Untätigkeit und Denkfaulheit kann man René Rhinow bestimmt nicht vorwerfen. Selbst in seinem 80. Lebensjahr nicht. Knappe drei Jahre nach den autobiografischen Aufzeichnungen in «Alles mit Mass» legt der Baselbieter alt FDP-Ständerat und emeritierte Staatsrechtsprofessor ein Übersichtswerk zum Freiheitsbegriff, dem Liberalismus und der beidseitigen Verknüpfung vor. Rhinows neues Buch «Freiheit in der Demokratie» feierte am Dienstagabend Vernissage in der Baselbieter Kantonsbibliothek in Liestal. Eine zweite öffentliche Präsentation folgt am Donnerstag in Zürich.

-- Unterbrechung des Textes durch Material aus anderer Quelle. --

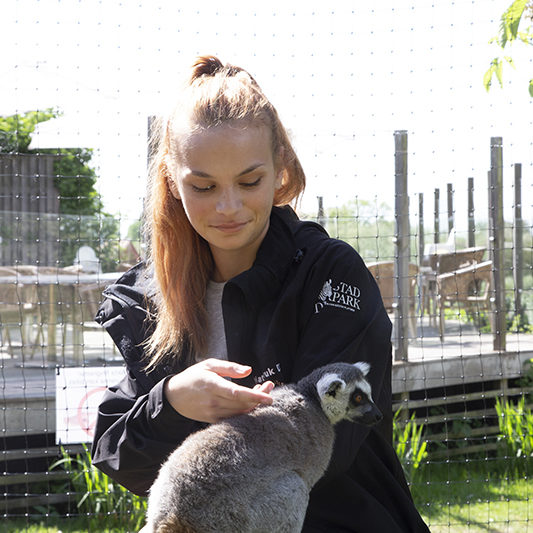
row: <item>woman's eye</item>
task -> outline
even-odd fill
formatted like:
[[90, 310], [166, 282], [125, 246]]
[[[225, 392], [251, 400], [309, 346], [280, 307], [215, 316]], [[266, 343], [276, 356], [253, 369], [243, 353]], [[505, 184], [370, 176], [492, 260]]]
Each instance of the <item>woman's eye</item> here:
[[254, 181], [243, 181], [241, 183], [241, 185], [243, 187], [257, 187], [257, 185], [259, 185], [261, 183], [261, 179], [262, 179], [262, 177], [259, 177], [259, 178], [257, 178]]
[[354, 396], [355, 403], [361, 403], [363, 401], [363, 397], [360, 394], [356, 394]]
[[196, 185], [192, 185], [192, 190], [194, 192], [209, 192], [214, 189], [214, 185], [208, 185], [207, 187], [198, 187]]

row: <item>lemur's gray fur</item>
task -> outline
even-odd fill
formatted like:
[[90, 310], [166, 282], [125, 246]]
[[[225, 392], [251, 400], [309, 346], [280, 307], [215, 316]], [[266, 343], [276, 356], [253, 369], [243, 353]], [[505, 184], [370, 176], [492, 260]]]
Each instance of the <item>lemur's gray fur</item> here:
[[328, 466], [333, 425], [381, 413], [367, 363], [333, 363], [272, 391], [270, 406], [190, 435], [150, 489], [143, 533], [300, 532]]

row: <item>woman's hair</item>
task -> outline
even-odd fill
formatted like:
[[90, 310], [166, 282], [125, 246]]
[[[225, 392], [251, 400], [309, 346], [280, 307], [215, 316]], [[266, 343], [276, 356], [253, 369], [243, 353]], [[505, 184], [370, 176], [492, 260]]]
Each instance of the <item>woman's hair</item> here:
[[175, 166], [180, 141], [188, 134], [229, 122], [259, 124], [270, 130], [274, 164], [282, 173], [275, 205], [296, 203], [305, 187], [287, 132], [252, 76], [216, 57], [199, 57], [174, 112], [152, 128], [145, 230], [158, 297], [151, 315], [155, 329], [145, 343], [148, 369], [181, 353], [188, 353], [192, 362], [206, 349], [204, 302], [213, 258], [207, 242], [191, 226], [181, 200], [169, 189], [168, 162]]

Das 232 Seite umfassende, im Hier und Jetzt-Verlag erschienene Werk trägt den Untertitel «Plädoyer für einen menschenwürdigen Liberalismus» und ist genau das: ein angesichts in Erregung auseinander driftender Gesellschaften wohltuender Appell an den gesunden Menschenverstand. Allerdings ebenso Ideengeschichte und Wegweiser durch den Dschungel der Liberalismus-Definitionen.
Was in Ländern wie den USA und Frankreich inzwischen als Schimpfwort gilt, ist in der Schweiz zumindest doppeldeutig. In einer Strassenumfrage würde es wohl niemandem gelingen, Liberalismus mit der Suche nach Wegen zu definieren, «wie unterschiedliche Menschen in Freiheit gut zusammenleben und ihre Freiheit grösstmöglich verwirklichen können». Eine derartige Auffassung bezeichnet Rhinow als gemeinsamen Nenner aller Auslegungen.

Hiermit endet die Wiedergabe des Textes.